Timoth: That’s actually a very good answer. That’s my second answer.

Jessica: No, no, no! I take that back. That was horrible of me to say! You should see it because it has something that this world needs to see! It has—

Universal healthcare?

Jessica: Hahahaha! I wish. But no. Seriously, people have lost the innocence. What is the line— facts are the enemies of truth. This is—

Timoth: Believing in a dream.

Jessica: Yes! It’s being in a dream. This is something that people need to see and need to hear and need to know and I think a lot of people aren’t able to dream as much as they used to. I think people need to see this so that they can remember how to dream.
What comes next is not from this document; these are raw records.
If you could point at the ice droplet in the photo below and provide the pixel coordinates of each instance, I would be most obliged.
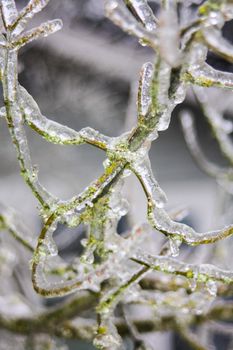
(175, 243)
(145, 13)
(9, 11)
(193, 281)
(212, 288)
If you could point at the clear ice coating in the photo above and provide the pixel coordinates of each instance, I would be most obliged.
(9, 12)
(144, 96)
(109, 264)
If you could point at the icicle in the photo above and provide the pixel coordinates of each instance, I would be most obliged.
(175, 243)
(144, 90)
(27, 13)
(9, 12)
(2, 112)
(42, 31)
(107, 336)
(212, 288)
(145, 13)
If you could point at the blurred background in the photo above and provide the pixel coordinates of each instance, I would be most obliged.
(86, 75)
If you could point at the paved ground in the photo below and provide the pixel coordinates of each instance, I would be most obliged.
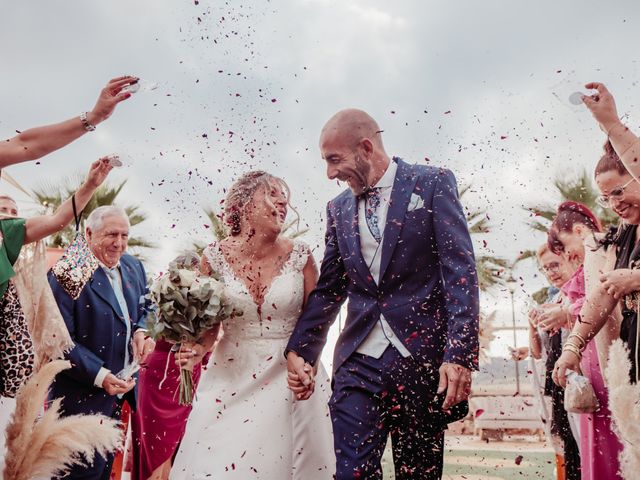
(468, 458)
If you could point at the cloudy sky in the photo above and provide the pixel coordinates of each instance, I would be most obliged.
(478, 87)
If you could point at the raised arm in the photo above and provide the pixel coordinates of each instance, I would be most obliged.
(37, 228)
(40, 141)
(596, 311)
(624, 141)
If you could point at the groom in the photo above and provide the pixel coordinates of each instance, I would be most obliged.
(398, 247)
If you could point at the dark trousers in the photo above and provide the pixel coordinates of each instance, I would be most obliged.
(373, 398)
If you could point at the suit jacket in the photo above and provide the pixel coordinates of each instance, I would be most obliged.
(98, 329)
(428, 288)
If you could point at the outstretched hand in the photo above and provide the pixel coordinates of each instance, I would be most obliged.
(110, 96)
(300, 376)
(456, 381)
(602, 106)
(98, 172)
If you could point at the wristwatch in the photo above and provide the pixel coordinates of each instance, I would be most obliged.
(89, 127)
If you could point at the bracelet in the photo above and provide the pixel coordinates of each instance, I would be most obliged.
(569, 347)
(583, 342)
(619, 124)
(89, 127)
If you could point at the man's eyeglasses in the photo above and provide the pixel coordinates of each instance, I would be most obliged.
(616, 194)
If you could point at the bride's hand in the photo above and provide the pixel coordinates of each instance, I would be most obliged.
(301, 391)
(189, 355)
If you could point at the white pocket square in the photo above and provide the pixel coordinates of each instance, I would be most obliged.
(415, 203)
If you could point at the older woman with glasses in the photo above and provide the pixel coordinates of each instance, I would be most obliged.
(570, 235)
(621, 192)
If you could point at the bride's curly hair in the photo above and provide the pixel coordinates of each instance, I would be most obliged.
(241, 193)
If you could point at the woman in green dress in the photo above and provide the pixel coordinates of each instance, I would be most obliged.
(16, 348)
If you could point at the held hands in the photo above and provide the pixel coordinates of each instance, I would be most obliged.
(109, 97)
(620, 282)
(519, 353)
(300, 376)
(142, 346)
(567, 361)
(456, 381)
(602, 106)
(189, 355)
(114, 386)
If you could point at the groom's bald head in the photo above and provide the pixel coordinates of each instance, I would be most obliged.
(349, 127)
(352, 148)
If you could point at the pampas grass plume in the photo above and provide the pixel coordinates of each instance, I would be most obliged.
(49, 446)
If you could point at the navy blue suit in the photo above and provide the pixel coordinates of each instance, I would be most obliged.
(427, 292)
(98, 329)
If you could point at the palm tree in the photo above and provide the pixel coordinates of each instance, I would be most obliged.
(578, 189)
(51, 196)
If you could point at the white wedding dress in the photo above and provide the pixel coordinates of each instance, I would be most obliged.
(245, 423)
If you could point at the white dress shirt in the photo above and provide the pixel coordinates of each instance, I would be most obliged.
(381, 335)
(103, 372)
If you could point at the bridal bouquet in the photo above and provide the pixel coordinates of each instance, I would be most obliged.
(187, 305)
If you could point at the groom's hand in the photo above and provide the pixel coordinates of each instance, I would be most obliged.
(456, 380)
(300, 376)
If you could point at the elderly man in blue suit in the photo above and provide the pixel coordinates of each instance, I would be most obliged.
(106, 323)
(398, 248)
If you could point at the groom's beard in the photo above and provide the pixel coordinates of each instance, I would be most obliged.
(359, 178)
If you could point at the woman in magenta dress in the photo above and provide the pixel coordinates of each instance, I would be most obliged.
(159, 422)
(599, 446)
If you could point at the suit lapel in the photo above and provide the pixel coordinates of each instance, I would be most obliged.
(347, 215)
(101, 285)
(403, 186)
(128, 287)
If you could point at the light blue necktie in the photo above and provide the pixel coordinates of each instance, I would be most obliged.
(116, 283)
(372, 197)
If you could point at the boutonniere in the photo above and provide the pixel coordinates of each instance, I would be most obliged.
(415, 203)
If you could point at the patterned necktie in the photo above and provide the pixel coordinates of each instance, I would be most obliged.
(114, 275)
(372, 197)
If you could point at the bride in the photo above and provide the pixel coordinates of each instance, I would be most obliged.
(245, 423)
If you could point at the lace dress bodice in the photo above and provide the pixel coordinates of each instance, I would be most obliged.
(275, 318)
(245, 423)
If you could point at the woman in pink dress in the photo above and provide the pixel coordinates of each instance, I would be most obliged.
(159, 422)
(599, 446)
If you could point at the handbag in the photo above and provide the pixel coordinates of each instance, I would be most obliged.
(78, 263)
(579, 396)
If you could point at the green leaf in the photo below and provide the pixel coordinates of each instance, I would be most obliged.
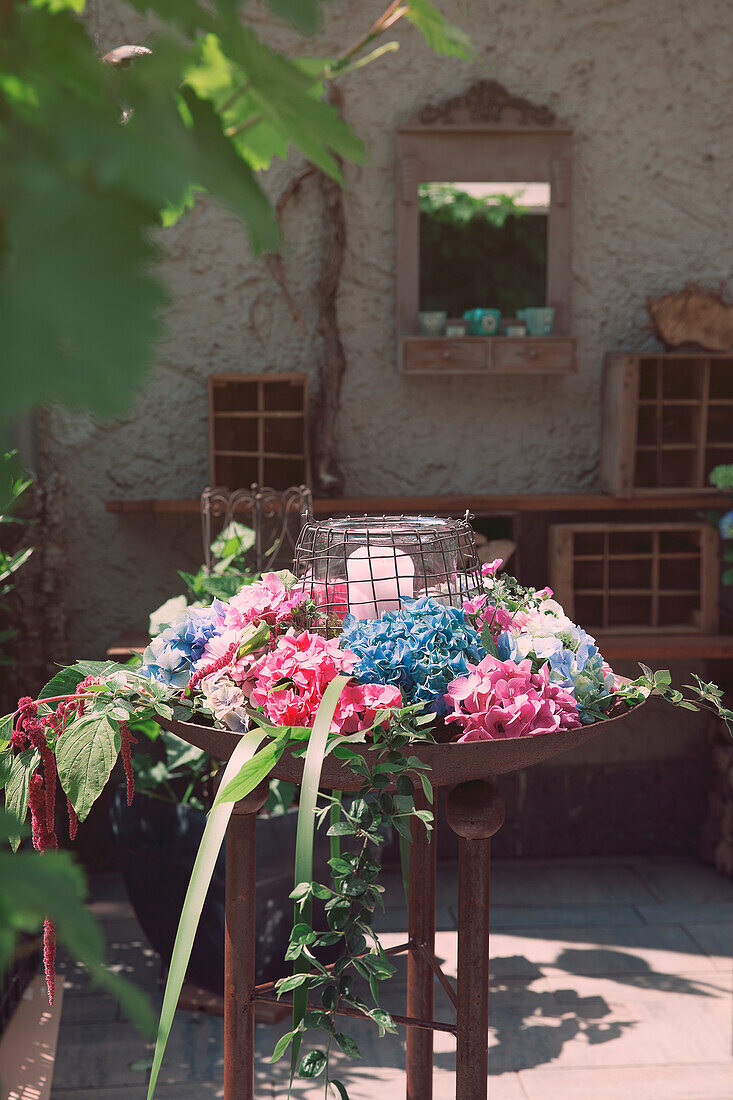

Nick: I think it’s a great classic show and we have a fantastic group of people and we’re having a lot of fun with it.

Jessica: Way too much fun with it!

Andy: He said classic show, but every time I try to tell my friends to come see it because it’s the latest thing I’m in they say “The what?” And I end up saying, “You know that weird story you had to read in like third grade about Don Quixote where he fought the windmills but he thought they were giants?”

Jessica: Everyone remembers the windmill part and that’s it.

Andy: Yeah. That’s what I end up telling them. So come out and see it if you don’t know what it is, it’s a great show with a great cast, and has great songs.

Man of La Manchaopens on Friday November 8, 2019 and plays through November 17, 2019 with Third Wall Productions at St. Thomas’ Episcopal Church— 1108 Providence Road in Towson, MD. Tickets are available for purchase at the door or in advance online.